What Are Factor Rate and APR?
A factor rate is a simple multiplier used in MCA and revenue-based financing to calculate total repayment. For example, a $50,000 advance at a 1.3 factor rate requires repayment of $65,000, regardless of time.
APR, by contrast, annualizes borrowing costs into a percentage that accounts for both repayment amount and repayment duration.
The difference matters because a factor rate looks simple but hides the time dimension of repayment. Operators often use APR comparisons to explain the true cost of financing to merchants, while funders rely on factor rates to set offers quickly.
How Do Factor Rate and APR Work?
Factor rate and APR operate as two different pricing lenses.
- Factor rate calculation: Multiply the advance by the factor rate to determine the total owed.
- APR calculation: Consider both repayment amount and repayment speed, annualizing into a percentage rate.

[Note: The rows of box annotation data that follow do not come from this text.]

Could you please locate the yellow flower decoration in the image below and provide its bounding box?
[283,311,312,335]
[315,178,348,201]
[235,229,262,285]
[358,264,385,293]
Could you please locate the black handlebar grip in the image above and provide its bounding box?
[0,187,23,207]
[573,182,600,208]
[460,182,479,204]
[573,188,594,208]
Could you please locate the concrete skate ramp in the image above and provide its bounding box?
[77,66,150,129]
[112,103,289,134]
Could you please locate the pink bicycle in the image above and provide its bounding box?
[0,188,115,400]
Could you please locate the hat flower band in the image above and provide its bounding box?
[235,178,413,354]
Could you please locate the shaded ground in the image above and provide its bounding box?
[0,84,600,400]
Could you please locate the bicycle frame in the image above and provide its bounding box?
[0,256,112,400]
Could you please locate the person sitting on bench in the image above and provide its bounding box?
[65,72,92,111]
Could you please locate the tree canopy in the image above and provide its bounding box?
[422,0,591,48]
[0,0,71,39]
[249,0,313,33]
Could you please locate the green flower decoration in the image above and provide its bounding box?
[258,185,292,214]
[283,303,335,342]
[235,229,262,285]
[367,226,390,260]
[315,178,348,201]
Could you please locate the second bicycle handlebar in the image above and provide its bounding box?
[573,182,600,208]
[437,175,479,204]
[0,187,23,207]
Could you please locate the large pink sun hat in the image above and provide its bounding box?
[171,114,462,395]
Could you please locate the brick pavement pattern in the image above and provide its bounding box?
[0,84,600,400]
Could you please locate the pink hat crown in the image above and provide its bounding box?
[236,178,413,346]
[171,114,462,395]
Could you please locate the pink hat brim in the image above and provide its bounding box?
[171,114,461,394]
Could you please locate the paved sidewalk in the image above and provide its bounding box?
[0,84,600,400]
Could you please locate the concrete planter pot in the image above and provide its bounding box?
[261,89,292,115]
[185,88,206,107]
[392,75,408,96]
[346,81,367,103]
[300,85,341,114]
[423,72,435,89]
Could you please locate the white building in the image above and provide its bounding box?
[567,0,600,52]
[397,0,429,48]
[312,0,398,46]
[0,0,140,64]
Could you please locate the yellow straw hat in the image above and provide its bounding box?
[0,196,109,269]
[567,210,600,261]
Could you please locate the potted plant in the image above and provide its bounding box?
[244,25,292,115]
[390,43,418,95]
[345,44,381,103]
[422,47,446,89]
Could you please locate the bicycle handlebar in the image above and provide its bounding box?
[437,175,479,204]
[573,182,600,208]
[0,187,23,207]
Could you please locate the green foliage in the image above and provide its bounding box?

- Merchant perspective: Factor rates are easy to understand, while APRs make comparisons clearer across products.
- Industry use: MCAs typically quote factor rates, while banks and loan products quote APRs.
In Heron, factor rate and APR terms are captured directly from funder decision emails.
- Parsing approvals: Pricing details such as factor rate, repayment cap, or APR are extracted automatically.
- Field normalization: Heron standardizes these values into structured CRM fields.
- Comparison ready: Offers can be compared side by side in the CRM without manual rekeying.
- Next action: Brokers and funders gain a clear view of costs, enabling faster decisions and better merchant communication.
This makes pricing transparent and consistent across submissions.
Why Are Factor Rate and APR Important?
For brokers and funders, factor rate and APR are important because confusion over pricing undermines merchant trust and slows deal decisions. Merchants may not understand why one offer looks cheaper when, in APR terms, it is more expensive.
Heron solves this by normalizing the factor rate and APR fields, giving operators clarity without manual calculation. This helps teams communicate clearly with merchants, compare offers fairly, and avoid disputes.
Common Use Cases
Factor rate vs APR comparisons are central to underwriting and merchant communication.
- Parsing factor rates and APRs from decision emails.
- Writing normalized fields back into CRM for side-by-side offer comparison.
- Helping brokers explain the true cost of financing to merchants.
- Allowing funders to benchmark pricing across their own portfolios.
- Reducing errors from manual rekeying of pricing data.
FAQs About Factor Rate vs APR
How does Heron handle factor rate vs APR?
Heron parses pricing terms from decision emails, standardizes them into CRM fields, and makes them available for instant side-by-side comparison.
Why is factor rate vs APR valuable for MCA brokers and funders?
It improves transparency, reduces miscommunication with merchants, and speeds up the process of selecting or presenting offers.
What outputs should teams expect from factor rate vs APR automation?
Teams can expect clean CRM fields with normalized pricing terms, enabling accurate reporting, faster decisions, and clearer communication.